Duterte supporters: Drug-war critic getting bail shows judiciary’s independence

BenarNews staff
Manila and Davao city, southern Philippines
Duterte supporters: Drug-war critic getting bail shows judiciary’s independence Former Sen. Leila de Lima waves to her supporters as she leaves police detention in Manila, Nov. 13, 2023.
[Gerard Carreon/BenarNews]

Supporters of former Philippine President Rodrigo Duterte said Tuesday that the bail granted to an arch critic of his drug war demonstrated the judiciary’s independence and showed he was not involved in the case.

The United States meanwhile welcomed the release on Monday of former Sen. Leila de Lima from “detention on politically motivated charges” after nearly seven years in custody.

De Lima had been behind bars since 2017 on charges she described as a political vendetta by Duterte. She was granted bail in the last of three drug-related cases brought against her during Duterte’s term (2016-2022).

However, supporters of Duterte, who faces an International Criminal Court investigation, said the former president should not be blamed for de Lima’s long incarceration.

“The former president has no involvement in any case,” Sen. Imee Marcos, the sister of President Ferdinand Marcos Jr., told reporters.

“No one can interfere with the judiciary. Let’s protect their independence.”

Relatives of drug war victims hold photographs of their slain loved ones with placards calling for justice, during a protest to mark then-President Rodrigo Duterte's final year in office, in Manila, June 30, 2021. [Eloisa Lopez/Reuters]

Duterte faces an International Criminal Court (ICC) probe for alleged crimes against humanity linked to drug-war deaths. More than 8,000 suspected drug addicts and dealers were killed during the war on narcotics launched by then-president in 2016, according to government figures.

Sen. Marcos cited the Muntinlupa Regional Trial Court’s decision to free de Lima on bail to show that there was no need for the ICC to prosecute Duterte, because the Philippine justice system was independent enough.

“[Former] Sen. de Lima’s bail yesterday was a testament to that. The independence of the judiciary is present and true. Our court is a court of law and justice, oblivious of personalities or any political noise,” Sen. Marcos said.

President Marcos, who won the general election last year with backing from Duterte, has also cut off all communications with the ICC. Last year, Marcos said ICC investigators would not be allowed to enter the country.

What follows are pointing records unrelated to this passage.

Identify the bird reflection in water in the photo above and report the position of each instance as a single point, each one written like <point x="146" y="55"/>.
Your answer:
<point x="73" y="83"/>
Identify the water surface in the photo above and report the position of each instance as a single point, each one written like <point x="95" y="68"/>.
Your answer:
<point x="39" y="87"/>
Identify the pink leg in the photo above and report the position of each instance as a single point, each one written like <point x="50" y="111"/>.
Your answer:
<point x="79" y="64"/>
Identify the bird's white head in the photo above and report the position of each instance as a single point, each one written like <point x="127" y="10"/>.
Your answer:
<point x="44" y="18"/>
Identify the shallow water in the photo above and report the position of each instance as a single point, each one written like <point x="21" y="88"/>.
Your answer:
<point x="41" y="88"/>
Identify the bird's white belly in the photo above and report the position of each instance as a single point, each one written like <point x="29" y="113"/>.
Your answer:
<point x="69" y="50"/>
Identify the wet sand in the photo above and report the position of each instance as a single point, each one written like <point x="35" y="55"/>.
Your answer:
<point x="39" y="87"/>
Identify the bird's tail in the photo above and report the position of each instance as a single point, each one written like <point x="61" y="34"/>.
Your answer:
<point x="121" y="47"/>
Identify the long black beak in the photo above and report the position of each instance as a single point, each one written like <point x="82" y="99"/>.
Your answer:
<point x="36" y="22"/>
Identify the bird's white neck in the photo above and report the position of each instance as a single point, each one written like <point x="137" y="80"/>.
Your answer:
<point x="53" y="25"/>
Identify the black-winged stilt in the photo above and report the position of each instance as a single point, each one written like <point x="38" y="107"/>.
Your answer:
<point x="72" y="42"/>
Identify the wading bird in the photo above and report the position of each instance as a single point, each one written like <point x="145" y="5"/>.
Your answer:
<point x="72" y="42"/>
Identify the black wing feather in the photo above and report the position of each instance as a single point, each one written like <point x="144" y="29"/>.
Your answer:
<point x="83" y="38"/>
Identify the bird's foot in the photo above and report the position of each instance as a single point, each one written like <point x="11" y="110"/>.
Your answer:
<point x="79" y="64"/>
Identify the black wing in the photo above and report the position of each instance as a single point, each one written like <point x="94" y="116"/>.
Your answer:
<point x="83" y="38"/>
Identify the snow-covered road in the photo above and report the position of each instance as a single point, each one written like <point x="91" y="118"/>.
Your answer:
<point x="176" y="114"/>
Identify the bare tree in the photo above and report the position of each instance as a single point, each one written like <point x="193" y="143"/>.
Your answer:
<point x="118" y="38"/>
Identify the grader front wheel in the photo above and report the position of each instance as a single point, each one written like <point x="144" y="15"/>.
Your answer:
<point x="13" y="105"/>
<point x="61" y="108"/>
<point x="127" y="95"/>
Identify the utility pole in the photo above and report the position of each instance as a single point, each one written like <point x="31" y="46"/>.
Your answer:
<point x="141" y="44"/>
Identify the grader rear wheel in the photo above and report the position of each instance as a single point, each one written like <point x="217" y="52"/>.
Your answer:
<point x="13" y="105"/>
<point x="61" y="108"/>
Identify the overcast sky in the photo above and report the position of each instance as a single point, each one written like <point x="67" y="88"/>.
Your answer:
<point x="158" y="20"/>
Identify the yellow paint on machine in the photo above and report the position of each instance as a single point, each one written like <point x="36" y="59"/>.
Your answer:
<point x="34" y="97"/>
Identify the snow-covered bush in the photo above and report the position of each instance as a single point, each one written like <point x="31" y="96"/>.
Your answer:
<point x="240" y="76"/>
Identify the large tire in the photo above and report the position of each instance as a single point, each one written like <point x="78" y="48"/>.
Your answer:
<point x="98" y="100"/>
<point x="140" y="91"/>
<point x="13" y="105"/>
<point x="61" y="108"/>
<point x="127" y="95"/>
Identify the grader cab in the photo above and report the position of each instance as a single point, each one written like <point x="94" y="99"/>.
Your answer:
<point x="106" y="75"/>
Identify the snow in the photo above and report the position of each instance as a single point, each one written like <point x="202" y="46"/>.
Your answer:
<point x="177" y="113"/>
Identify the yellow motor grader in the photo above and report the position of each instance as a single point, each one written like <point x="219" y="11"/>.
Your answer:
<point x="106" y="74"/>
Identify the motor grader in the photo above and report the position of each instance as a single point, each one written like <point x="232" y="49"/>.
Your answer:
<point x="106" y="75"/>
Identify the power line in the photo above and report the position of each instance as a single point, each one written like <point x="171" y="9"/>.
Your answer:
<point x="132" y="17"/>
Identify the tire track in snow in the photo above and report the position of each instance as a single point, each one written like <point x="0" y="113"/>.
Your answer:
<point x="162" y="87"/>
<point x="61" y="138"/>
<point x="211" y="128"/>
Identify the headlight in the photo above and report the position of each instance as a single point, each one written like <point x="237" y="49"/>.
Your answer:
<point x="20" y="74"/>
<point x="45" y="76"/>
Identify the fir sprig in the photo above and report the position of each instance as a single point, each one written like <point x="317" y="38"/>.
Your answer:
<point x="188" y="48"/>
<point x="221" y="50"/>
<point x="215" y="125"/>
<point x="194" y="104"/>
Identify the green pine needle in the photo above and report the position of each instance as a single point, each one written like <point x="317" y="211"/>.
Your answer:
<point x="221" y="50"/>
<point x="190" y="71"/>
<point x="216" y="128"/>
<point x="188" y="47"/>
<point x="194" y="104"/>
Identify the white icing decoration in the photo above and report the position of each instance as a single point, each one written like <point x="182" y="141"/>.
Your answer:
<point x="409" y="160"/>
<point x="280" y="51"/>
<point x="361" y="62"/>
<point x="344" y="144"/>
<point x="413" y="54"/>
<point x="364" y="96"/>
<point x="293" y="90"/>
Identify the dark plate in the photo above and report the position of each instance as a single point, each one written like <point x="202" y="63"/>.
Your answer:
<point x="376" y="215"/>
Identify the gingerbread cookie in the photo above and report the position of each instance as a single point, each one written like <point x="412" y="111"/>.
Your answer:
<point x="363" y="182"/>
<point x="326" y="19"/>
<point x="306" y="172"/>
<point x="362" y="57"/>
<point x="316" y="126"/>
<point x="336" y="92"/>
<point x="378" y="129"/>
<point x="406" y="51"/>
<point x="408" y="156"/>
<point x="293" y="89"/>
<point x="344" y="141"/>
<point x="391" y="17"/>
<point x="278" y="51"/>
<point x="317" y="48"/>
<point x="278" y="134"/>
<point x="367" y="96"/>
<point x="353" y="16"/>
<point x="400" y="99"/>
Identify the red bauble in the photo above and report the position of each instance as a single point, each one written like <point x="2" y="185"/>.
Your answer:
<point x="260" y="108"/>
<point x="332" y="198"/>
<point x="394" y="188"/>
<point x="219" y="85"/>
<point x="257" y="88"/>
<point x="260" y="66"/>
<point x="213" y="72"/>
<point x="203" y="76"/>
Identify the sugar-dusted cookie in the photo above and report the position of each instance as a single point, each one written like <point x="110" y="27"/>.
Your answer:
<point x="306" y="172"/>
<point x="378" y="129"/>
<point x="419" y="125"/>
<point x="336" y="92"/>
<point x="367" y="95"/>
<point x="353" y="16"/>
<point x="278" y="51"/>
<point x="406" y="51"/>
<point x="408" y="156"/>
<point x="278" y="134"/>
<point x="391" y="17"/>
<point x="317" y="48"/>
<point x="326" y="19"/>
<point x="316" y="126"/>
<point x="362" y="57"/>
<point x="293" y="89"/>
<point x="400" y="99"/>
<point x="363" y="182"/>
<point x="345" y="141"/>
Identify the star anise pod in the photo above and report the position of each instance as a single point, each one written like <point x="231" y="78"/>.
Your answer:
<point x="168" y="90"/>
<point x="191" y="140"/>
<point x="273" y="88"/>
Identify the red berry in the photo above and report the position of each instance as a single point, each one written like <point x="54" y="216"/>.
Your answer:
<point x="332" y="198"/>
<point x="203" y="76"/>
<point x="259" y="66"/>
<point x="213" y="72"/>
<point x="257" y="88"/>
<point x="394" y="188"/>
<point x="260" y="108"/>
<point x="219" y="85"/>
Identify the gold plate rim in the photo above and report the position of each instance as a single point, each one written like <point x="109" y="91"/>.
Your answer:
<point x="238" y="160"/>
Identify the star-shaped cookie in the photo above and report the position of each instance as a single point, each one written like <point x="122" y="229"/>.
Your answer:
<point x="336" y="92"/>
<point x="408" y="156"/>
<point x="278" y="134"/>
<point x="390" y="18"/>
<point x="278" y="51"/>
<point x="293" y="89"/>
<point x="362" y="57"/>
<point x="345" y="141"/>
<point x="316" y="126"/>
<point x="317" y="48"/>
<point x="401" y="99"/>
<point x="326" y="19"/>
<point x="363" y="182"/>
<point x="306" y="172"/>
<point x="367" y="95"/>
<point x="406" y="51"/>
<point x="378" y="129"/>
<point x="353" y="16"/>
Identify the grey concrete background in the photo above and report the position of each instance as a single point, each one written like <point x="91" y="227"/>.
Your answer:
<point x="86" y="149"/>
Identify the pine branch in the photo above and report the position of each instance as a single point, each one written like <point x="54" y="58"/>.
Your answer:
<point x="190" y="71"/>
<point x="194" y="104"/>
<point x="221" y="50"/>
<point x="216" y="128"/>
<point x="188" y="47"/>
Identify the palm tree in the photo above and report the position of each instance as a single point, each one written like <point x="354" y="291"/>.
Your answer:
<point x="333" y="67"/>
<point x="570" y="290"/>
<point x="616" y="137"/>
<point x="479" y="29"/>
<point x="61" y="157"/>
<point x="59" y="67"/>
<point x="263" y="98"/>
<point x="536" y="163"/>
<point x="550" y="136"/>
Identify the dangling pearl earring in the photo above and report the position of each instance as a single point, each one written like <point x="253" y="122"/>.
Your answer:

The administration under Duterte, who once publicly said that de Lima deserved to rot in jail, had filed three charges against her of receiving payoffs from drug traffickers when she served as justice secretary between 2010 and 2015. The courts had earlier dismissed two other related cases for lack of evidence. 

‘God forgive him’

Shortly after her release on Monday, de Lima said she would consult with her lawyers to determine what cases she would file against the people behind her detention. She said she forgave Duterte, although there must also be accountability.

“God forgive him and God bless him. Let’s start there,” de Lima told a news conference Monday hours after the court granted her temporary liberty. “This is a moment of joy. As much as possible I want to be gracious.”

The United States, meanwhile, led the international community in hailing the release of de Lima.

The U.S. State Department urged the Philippines “to resolve the remaining case against her in a manner that is consistent with its international human rights obligations and commitments,” spokesman Matthew Miller said in a statement Monday.

Several European countries also voiced their support for de Lima, and said that they were closely watching developments in the last case.

The envoys of France, the Netherlands, Australia and the European Union all welcomed de Lima’s release.

Gerard Carreon and Jojo Riñoza in Manila and Jeoffrey Maitem in Davao City, southern Philippines, contributed to this report.